Lawrence, Kyle W; Habibi, Akram A; Ward, Spencer A; Lajam, Claudette M; Schwarzkopf, Ran; Rozell, Joshua C.
Afiliação
  • Lawrence KW; Department of Orthopedic Surgery, NYU Langone Health, New York, New York, USA.
  • Habibi AA; Department of Orthopedic Surgery, NYU Langone Health, New York, New York, USA.
  • Ward SA; Department of Orthopedic Surgery, NYU Langone Health, New York, New York, USA.
  • Lajam CM; Department of Orthopedic Surgery, NYU Langone Health, New York, New York, USA.
  • Schwarzkopf R; Department of Orthopedic Surgery, NYU Langone Health, New York, New York, USA.
  • Rozell JC; Department of Orthopedic Surgery, NYU Langone Health, New York, New York, USA.
Int J Med Robot ; 20(1): e2621, 2024 Feb.
Article em En | MEDLINE | ID: mdl-38348740
ABSTRACT

BACKGROUND:

Large language models (LLM) have unknown implications for medical research.
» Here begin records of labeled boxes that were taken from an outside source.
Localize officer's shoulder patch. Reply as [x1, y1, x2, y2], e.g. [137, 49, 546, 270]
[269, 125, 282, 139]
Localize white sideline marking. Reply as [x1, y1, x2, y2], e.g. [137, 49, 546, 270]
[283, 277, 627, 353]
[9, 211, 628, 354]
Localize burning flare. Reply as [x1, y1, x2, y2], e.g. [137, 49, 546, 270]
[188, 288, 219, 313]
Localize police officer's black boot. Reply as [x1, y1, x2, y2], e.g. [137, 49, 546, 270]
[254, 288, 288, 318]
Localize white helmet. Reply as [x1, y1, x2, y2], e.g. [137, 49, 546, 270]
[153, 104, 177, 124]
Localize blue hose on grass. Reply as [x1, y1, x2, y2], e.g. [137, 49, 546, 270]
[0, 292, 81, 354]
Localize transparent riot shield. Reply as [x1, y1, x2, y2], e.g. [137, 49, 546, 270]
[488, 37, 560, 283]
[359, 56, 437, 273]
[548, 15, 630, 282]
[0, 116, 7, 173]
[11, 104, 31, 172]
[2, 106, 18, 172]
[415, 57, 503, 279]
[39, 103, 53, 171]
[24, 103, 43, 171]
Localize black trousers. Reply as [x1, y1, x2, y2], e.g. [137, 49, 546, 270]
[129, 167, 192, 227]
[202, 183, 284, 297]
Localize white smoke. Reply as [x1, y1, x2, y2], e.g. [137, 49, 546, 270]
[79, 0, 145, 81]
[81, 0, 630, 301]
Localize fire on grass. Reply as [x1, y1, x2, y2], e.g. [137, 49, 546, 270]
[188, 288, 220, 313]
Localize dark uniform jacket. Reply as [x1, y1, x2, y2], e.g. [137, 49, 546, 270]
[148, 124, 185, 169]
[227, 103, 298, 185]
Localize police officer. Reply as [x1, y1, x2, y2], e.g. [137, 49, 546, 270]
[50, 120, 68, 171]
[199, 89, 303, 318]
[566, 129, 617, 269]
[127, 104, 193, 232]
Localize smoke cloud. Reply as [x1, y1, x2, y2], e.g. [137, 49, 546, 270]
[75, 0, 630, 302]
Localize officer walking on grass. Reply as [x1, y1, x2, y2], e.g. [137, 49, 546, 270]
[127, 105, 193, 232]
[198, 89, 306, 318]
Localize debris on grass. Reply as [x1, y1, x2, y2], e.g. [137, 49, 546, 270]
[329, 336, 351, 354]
This study assessed whether LLM-generated abstracts are distinguishable from human-written abstracts and to compare their perceived quality.

METHODS:

The LLM ChatGPT was used to generate 20 arthroplasty abstracts (AI-generated) based on full-text manuscripts, which were compared to originally published abstracts (human-written). Six blinded orthopaedic surgeons rated abstracts on overall quality, communication, and confidence in the authorship source. Authorship-confidence scores were compared to a test value representing complete inability to discern authorship.

RESULTS:

Modestly increased confidence in human authorship was observed for human-written abstracts compared with AI-generated abstracts (p = 0.028), though AI-generated abstract authorship-confidence scores were statistically consistent with inability to discern authorship (p = 0.999). Overall abstract quality was higher for human-written abstracts (p = 0.019).

CONCLUSIONS:

AI-generated abstracts' absolute authorship-confidence ratings demonstrated difficulty in discerning authorship but did not achieve the perceived quality of human-written abstracts. Caution is warranted in implementing LLMs into scientific writing.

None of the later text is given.